China’s economy may be at its slowest in decades, but that doesn't mean the country’s 1.3 billion people can't keep plenty of producers, from Africa to Asia, afloat with all the goods Chinese consumers demand.

Last year, one-third of Zimbabwe’s tobacco crop was auctioned off to its biggest customer, China, bringing in about $700 million to the struggling African economy. This year, the government is expecting an even bigger crop, one that will bring in about $1 billion from Chinese buyers, Zimbabwe’s Tobacco Industry & Marketing Board said.

"When times are great people smoke more. When times are difficult people smoke more," Adam Molai, executive chairman of Savanna Tobacco, a Zimbabwean cigarette maker, said in a Wall Street Journal article published on Monday. "There are a lot of people in China to smoke more."

Zimbabwe isn’t the only nation to rely on China’s voracious and still-growing purchasing power, despite the slowdown of the world’s second-largest economy. It would seem investors have soured on many commodity-rich emerging markets for a reason, and a slowing Chinese economy has thus far not hurt its suppliers much.

That’s because people are worried about the wrong thing, according to Charles Robertson, chief economist for investment bank Renaissance Capital. Chinese demand hasn't significantly weakened because the global market jitters reflect less an actual falloff in China’s appetite and more a bet that China’s growth will continue to taper off.

“People are mistaking slowing headline growth with the real impact of GDP,” Robertson said in the Wall Street Journal. “It’s not game over. The Chinese growth story is still decent even if the percentage number is slower.”

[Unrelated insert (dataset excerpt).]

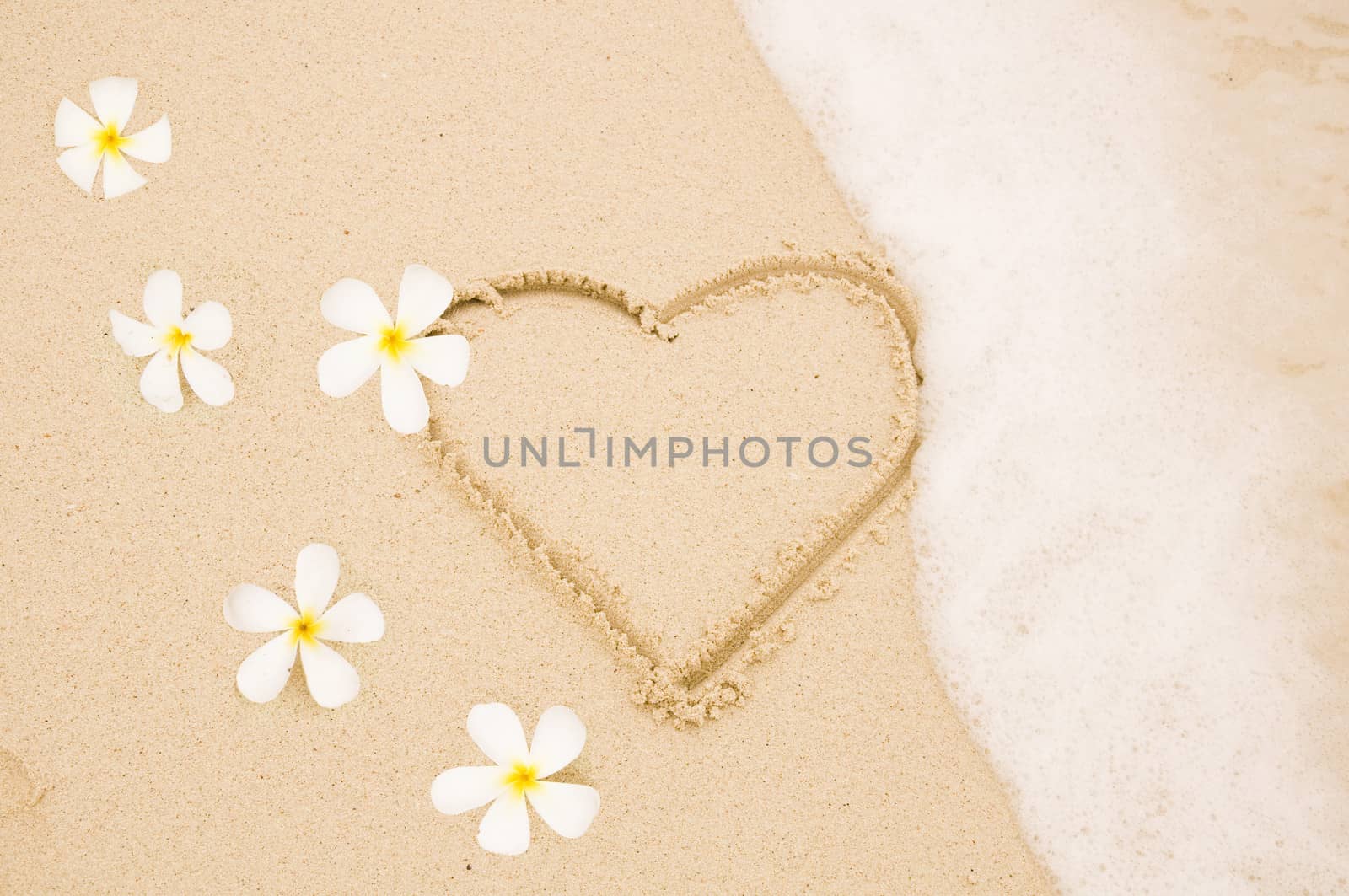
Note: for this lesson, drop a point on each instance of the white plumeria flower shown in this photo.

Nonetheless, investors have been fleeing emerging markets around the world, spurred on by the feared slowdown of Chinese demand and the U.S. Federal Reserve’s diminished bond-buying program, which is strengthening the U.S. dollar at the expense of emerging market currencies. Indonesia’s coal, nickel and rubber, as well as South Africa’s chromium, manganese and platinum, are among those industries that have caused concern.

Despite slowing growth, Chinese demand for metals and minerals has held up in general. Africa’s trade with China rose to $210 billion last year, a 6 percent increase from 2012, according to South Africa’s Standard Bank.

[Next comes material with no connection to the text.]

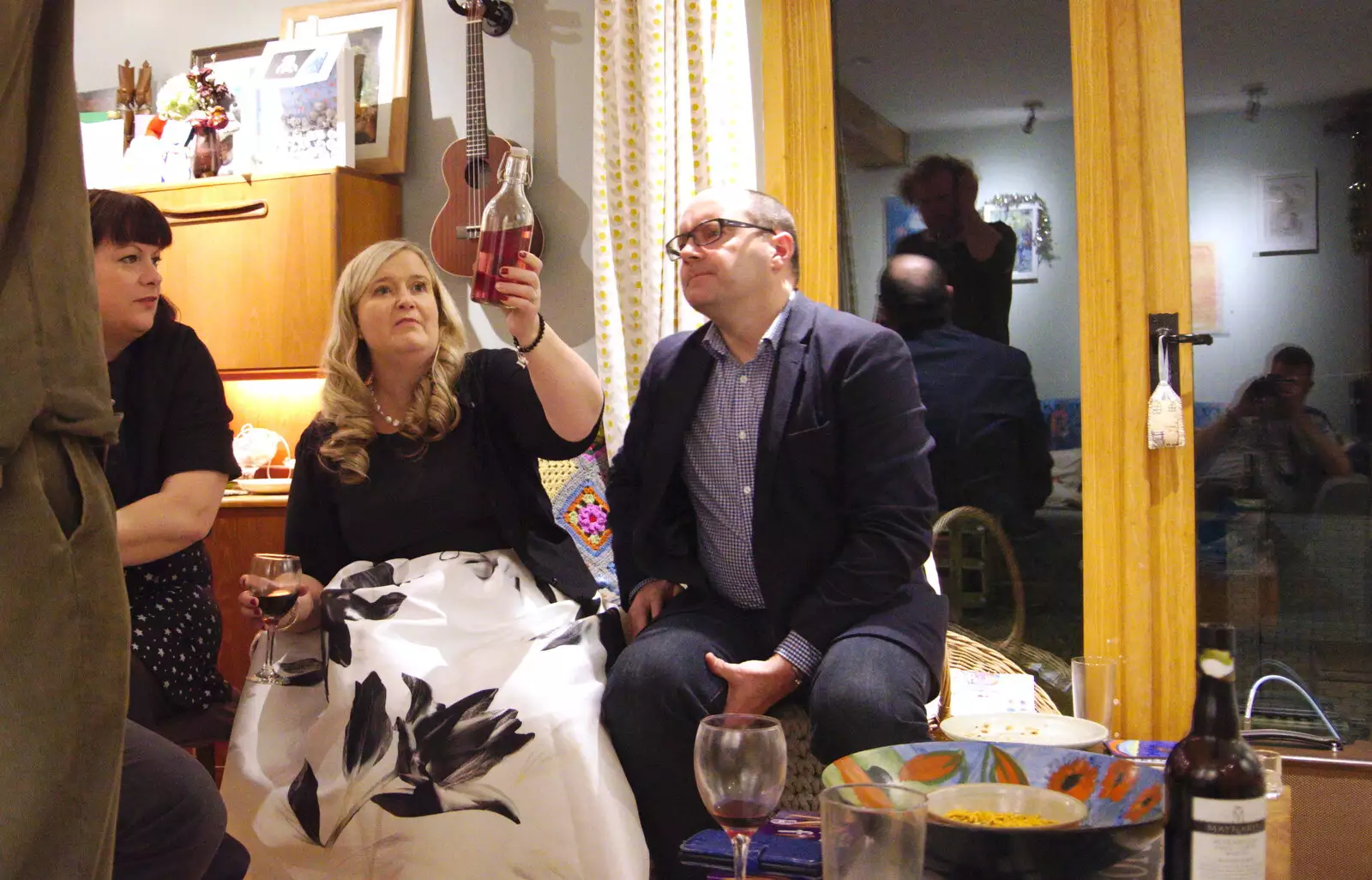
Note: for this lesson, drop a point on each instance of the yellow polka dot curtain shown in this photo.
(674, 116)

"The narrative that suggests a slowing China completely erodes its ties with Africa is flawed," Simon Freemantle, a Standard Bank economist, told the Wall Street Journal. "China's appetite for African commodities is robust."

And that appetite isn't likely to wane for years to come, according to Nev Power, chief executive of Fortescue Metals Group Ltd., an Australian iron-ore miner.

"There is never any shortage of bears on China, but you can only look at what has actually happened to date," Power said.